Sparks had a song called "Thank God It's Not Christmas," which was pretty funny. This isn't funny at all, with the usually frivolous Queen getting all Band Aid serious on us. It's like your drunken Aunt Celeste showing up for the holidays in a sensible dress instead of her usual antlers and holiday chatzchi ensemble.

"Christmas Is the Time to Say I Love You" -- Billy Squier (20 years):

Another holiday hopeful stowed away on the backside of Billy's single "My Kind of Lover." It's ironic that a guy whose career was single-handedly destroyed by an embarrassing video (the douche chilling "Rock Me Tonight") should attempt to get a holiday hit by cramming the video with MTV jocks.

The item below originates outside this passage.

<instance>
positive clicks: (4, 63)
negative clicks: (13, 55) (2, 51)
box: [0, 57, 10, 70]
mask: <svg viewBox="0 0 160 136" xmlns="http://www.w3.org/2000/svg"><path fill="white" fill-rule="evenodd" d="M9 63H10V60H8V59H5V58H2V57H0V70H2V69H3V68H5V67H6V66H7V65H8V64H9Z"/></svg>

"Another Lonely Christmas" -- Prince (18 years):

In the '80s, few would stick their necks out with a holiday single. Instead, they would place it on a B-side so that it could stay on record retail shelves all year round. Thanks to Prince's B-sides CD, you probably own this literal flip side to "I Would Die 4 U." Here he berates his Apollonia six foot under for dying on Christmas and forever ruining the holidays. If this song ever caught on, think of how many people with their heads in the oven this holiday season would turn off the gas, just so as not to make the Purple One a bluer shade of violet!

"December Will Be Magic Again" -- Kate Bush (21 years):

Plain and simple why this one never caught on -- imagine carolers trying to sing it. Now imagine the paramedics trying to pump the helium out of their silly stomachs.

"Christmas Crush" -- Homegrown (5 years):

Although the cycle of nerd punk seems to have exhausted itself, I don't think we can ever hear someone whining "Santa get off my girlfriend" too many times.